Un premier bilan peut être tiré de l'utilisation de cette provision, près d'un an après son apparition dans le budget de la MAAFAR.
D'une part, dans les faits, l'inscription de cette provision est un alibi pour imposer des coupes claires dans le budget de l'agriculture française. Vos rapporteurs n'ont ainsi pas été surpris d'apprendre que dès la budgétisation de la loi de programmation des finances publiques pour les années 2018 à 2022, laquelle prévoit une baisse du budget de la MAAFAR pour 2019 de 300 M€, la diminution de cette provision à 200 M€ était déjà prévue.
Il est à craindre pour les années à venir que cette diminution progressive de la provision ne se poursuive inéluctablement jusqu'à son extinction. Au titre d'une économie facile, le Gouvernement aura ainsi privé le budget agricole de 300 M€ en plusieurs étapes.
D'autre part, cette réserve pour risques n'est réservée qu'à la couverture d'un seul risque : celui des refus d'apurement communautaire. C'est d'ailleurs la dénomination officielle de cette réserve dans le PAP , ce qui démontre bien que le marketing qui a entouré sa création en 2018, reposant sur l'idée de la création d'une réserve pour tous les aléas agricoles, n'a pas résisté à l'épreuve des faits.
Au titre de l'année 2018, le montant de l'exécution estimée des crédits affectés à cette provision est estimé à 190 M€ dont 178 M€ pour les refus d'apurement communautaires et 9M€ pour le contentieux lié au dispositif « Nallet » d'aides financières aux agriculteurs corses en difficulté, préfinancées par un tiers mais non remboursées par l'État.
Ainsi, en 2018, 94 % des dépenses de la réserve pour risques ont été affectées au paiement des refus d'apurement communautaire .
La réserve ne constitue donc qu'une auto-assurance de l'État contre ses propres erreurs, financée par des économies réalisées au détriment des agriculteurs en ponctionnant le budget de la MAAFAR.
Enfin, plus généralement, la constitution d'une provision par réserve est un « solde de tout compte » pour les agriculteurs en cas de survenance d'un aléa. Les urgences étaient avant 2018 gérées par l'ouverture de crédits supplémentaires à hauteur des besoins, par nature imprévisibles au moment du projet de loi de finances initial. La mise en place d'une telle réserve a, au contraire, une tendance à figer ces ouvertures et à réduire l'intervention de l'État en cas de survenance d'un aléa.

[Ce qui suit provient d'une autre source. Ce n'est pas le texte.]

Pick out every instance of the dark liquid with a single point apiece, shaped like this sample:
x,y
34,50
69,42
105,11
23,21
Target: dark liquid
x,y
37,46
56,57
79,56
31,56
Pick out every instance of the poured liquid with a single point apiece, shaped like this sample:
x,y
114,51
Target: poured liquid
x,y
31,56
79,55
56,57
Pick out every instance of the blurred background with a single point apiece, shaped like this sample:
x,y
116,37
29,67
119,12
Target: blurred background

L'année 2018 le prouve. Le surgel immédiat d'une telle somme par le ministère de l'action et des comptes publics favorise une non-mobilisation de la somme pour financer des priorités du ministère de l'agriculture, y compris lors de la survenance d'un aléa grave comme une sécheresse, entraînant une sous-exécution de la réserve.
Cette sous-exécution presque subie autonourrit le discours prompt aux rabots budgétaires du Gouvernement puisque, constatant la sous-exécution en 2018 de la réserve, le Gouvernement propose de mieux « calibrer » l'enveloppe à un niveau de 200 M€ (alors que, nous l'avons vu, cette économie était déjà prévue dès la LPFP). Cela se traduit par une nouvelle économie du budget de la MAAFAR à hauteur de 100 M€.

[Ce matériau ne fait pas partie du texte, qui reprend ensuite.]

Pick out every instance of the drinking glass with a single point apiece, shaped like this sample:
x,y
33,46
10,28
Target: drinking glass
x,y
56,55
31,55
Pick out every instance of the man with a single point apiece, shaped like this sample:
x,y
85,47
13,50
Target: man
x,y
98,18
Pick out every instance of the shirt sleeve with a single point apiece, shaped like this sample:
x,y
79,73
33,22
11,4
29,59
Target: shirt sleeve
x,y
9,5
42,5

Le reliquat de la provision cette année devrait n'être reporté qu'à moitié sur l'exercice suivant au titre de la réserve à hauteur de 50 M€ . Le montant de 2019 sera donc, dans tous les cas, inférieur au montant de 300 M€ fixé en 2018, au prix d'une nouvelle économie sur le budget de l'agriculture française.
L'autre partie pourrait, sous réserve des arbitrages de fin de gestion, abonder le grand plan d'investissement et financer des besoins informatiques de l'ASP.
Cette manipulation budgétaire est très contestable . Alors même que des aléas majeurs pèsent sur l'agriculture française comme la sécheresse ou l'épidémie de peste porcine, la constitution d'une provision permettant de faire face rapidement à ces événements dont sont victimes les agriculteurs doit être une priorité.
2. Maintien du budget des autres dispositifs de gestion des crises
L'action n°22 intitulée : « gestion des crises et des aléas de la production agricole », qui rassemble les deux dispositifs Agridiff et le Fonds d'allègement des charges (FAC), évolue légèrement à la baisse, à 5,4 millions d'euros en AE et CP.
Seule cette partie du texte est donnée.